I showed the man at the swap meet that his frame wasn’t a Schwinn and got it for half price. Never stopped until all the peices of the “puzzle” were found. How quick more than ten years can pass!


----------



## 5782341b77vl (Apr 21, 2018)

Imagine if you will, you got a 1953 step-side Pickup (don't know what made me come up with that, but bear with me), and you go take that old rusty truck and get it restored to showroom condition! All your time and energy that went into restoring that old truck should give you a sense of pride and accomplishment, knowing that you not only rescued it, but made it pretty again! 

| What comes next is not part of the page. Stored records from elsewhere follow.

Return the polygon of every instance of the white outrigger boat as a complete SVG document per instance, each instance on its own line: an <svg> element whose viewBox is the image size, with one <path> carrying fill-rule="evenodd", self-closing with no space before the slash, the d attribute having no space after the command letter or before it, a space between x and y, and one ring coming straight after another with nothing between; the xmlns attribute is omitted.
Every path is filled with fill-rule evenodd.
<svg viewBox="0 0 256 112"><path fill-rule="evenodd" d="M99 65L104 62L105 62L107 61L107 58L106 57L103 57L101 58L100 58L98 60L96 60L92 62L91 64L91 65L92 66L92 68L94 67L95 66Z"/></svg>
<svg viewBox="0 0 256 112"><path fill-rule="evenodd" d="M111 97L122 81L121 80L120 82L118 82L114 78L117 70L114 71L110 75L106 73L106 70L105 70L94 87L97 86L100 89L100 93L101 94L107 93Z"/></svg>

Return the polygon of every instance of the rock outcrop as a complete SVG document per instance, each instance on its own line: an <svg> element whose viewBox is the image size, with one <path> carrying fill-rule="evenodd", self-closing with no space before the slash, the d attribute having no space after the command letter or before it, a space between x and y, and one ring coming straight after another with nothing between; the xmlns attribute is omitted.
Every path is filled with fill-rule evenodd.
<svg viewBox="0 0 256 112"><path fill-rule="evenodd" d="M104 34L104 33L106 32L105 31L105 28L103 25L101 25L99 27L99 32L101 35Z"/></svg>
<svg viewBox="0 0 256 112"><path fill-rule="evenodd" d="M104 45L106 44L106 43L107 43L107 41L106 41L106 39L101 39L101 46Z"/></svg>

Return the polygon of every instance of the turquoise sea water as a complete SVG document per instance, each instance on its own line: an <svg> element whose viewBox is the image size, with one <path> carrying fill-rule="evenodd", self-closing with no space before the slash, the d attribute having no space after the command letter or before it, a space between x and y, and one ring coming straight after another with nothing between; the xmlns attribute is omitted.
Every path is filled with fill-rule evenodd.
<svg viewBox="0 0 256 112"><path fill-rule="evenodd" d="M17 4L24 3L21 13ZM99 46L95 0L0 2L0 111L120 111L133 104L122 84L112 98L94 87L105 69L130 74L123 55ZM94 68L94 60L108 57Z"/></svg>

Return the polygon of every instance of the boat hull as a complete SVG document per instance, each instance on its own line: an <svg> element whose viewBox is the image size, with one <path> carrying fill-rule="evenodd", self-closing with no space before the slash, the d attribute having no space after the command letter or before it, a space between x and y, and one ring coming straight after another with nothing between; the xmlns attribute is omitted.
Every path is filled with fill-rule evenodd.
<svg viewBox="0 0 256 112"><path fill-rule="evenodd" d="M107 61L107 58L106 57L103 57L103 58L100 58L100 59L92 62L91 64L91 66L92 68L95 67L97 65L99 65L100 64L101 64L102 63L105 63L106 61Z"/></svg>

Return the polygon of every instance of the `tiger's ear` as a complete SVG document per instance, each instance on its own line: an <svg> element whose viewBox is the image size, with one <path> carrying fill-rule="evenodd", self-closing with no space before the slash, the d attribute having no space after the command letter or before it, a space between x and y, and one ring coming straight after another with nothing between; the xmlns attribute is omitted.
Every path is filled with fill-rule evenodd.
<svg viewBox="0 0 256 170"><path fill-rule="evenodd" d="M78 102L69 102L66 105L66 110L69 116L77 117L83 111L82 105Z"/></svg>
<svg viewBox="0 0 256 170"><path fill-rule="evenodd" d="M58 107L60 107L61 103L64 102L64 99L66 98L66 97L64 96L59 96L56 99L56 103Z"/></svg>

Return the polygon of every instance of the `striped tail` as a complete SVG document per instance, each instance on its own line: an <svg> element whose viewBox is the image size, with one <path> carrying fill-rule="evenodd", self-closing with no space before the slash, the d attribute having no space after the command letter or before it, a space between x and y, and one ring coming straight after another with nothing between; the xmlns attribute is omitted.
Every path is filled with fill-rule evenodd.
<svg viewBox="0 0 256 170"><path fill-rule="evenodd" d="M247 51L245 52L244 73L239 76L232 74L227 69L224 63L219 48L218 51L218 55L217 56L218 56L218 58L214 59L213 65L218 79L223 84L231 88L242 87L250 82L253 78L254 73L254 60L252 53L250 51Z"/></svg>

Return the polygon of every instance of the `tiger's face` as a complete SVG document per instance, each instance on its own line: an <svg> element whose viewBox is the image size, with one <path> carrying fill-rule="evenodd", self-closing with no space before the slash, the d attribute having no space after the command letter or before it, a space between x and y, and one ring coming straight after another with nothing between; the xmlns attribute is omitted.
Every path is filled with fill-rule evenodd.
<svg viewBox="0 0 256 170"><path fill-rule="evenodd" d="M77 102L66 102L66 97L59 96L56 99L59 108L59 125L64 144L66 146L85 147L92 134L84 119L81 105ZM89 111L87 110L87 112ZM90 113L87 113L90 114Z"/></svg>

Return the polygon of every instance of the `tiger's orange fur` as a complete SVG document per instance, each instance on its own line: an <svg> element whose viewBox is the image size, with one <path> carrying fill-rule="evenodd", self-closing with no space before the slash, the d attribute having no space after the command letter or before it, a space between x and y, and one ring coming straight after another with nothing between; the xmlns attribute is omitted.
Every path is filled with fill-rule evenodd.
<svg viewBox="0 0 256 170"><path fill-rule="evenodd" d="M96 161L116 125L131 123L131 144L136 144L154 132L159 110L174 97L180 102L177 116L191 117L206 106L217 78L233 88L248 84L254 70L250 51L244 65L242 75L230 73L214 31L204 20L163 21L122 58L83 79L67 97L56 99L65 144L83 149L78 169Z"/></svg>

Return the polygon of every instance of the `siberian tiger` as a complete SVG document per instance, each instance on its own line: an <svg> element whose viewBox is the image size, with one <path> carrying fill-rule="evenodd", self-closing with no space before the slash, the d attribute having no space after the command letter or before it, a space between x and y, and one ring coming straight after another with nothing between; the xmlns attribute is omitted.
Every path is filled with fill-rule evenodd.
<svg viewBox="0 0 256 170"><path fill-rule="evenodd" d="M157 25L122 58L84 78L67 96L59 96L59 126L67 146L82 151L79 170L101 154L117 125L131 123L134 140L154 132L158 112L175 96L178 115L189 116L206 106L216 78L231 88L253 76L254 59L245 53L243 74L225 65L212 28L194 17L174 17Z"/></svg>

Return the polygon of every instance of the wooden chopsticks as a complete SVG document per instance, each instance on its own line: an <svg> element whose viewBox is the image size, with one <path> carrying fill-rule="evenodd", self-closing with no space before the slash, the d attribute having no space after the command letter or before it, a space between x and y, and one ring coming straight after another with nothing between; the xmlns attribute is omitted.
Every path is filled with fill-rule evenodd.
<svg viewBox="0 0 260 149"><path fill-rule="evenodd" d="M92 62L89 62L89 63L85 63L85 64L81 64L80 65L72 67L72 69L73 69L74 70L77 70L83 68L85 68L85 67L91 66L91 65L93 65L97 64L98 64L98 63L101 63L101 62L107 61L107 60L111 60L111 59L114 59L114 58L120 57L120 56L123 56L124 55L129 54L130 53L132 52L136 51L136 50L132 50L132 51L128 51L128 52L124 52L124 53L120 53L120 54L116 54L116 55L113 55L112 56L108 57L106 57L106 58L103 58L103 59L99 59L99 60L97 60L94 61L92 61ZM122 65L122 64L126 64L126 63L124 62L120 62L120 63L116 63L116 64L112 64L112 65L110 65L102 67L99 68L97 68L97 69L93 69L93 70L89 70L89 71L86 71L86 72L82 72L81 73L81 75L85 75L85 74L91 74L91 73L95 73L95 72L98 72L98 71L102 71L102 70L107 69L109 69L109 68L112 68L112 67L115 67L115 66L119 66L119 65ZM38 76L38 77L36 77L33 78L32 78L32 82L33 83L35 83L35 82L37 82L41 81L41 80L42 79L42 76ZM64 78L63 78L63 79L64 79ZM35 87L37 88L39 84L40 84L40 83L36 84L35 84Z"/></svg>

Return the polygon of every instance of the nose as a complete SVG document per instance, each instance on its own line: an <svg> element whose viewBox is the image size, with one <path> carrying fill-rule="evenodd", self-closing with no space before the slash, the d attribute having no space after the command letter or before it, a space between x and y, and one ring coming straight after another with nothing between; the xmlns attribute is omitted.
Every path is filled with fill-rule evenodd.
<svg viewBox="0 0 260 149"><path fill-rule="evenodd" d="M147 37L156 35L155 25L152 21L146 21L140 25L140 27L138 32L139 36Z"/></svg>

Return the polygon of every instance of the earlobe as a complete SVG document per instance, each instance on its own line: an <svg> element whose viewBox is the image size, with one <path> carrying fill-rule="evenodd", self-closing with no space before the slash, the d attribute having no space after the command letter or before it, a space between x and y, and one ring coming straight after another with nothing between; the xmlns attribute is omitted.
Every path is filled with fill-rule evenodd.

By the way, I do have plans to restore my 1964 Typhoon, so I can pass it down to my nephew one day. I plan to keep it as original as possible - no "new" (Made In China) parts will be allowed! NOS parts only! Just my strict guidelines that I go by.


----------



## 49autocycledeluxe (Apr 21, 2018)

I figure if this is all you started with then do whatever you want with it.


----------



## 2jakes (Apr 21, 2018)

5782341b77vl said:


> Imagine if you will, you got a 1953 step-side Pickup (don't know what made me come up with that, but bear with me), and you go take that old rusty truck and get it restored to showroom condition! All your time and energy that went into restoring that old truck should give you a sense of pride and accomplishment, knowing that you not only rescued it, but made it pretty again!
> 
> By the way, I do have plans to restore my 1964 Typhoon, so I can pass it down to my nephew one day. I plan to keep it as original as possible - no "new" (Made In China) parts will be allowed! NOS parts only! Just my strict guidelines that I go by.







*It was restored by the local GM dealer to 1946 standards *
*including the **straight 6 stove-bolt engine.*
*It was to be his recreational toy. Owner took it for a spin to nearby city.*
*To make a long story short, the owner was not comfortable with 
1946 features!
I became the owner soon after. 
I added some original features and kept it..."as is".
 The next thing I need to do is change all four tires.
 This work truck was not meant to have whitewalls.*


----------



## Jay81 (Apr 22, 2018)

Generally speaking, I personally do not care for a restored bike, they don't really do anything for me, and would never restore one myself. I generally only collect bikes with pretty decent original paint, because that is what I like. Although I do have a couple that have heavier patina than the others.

However there are some restored bikes that make me say "WOW!" because they are truly amazing. (For example the black and red C model or the Roadmaster that are a couple posts above, I literally said WOW when I saw them.)

Bottom line is, do whatever floats your boat and makes YOU happy.


----------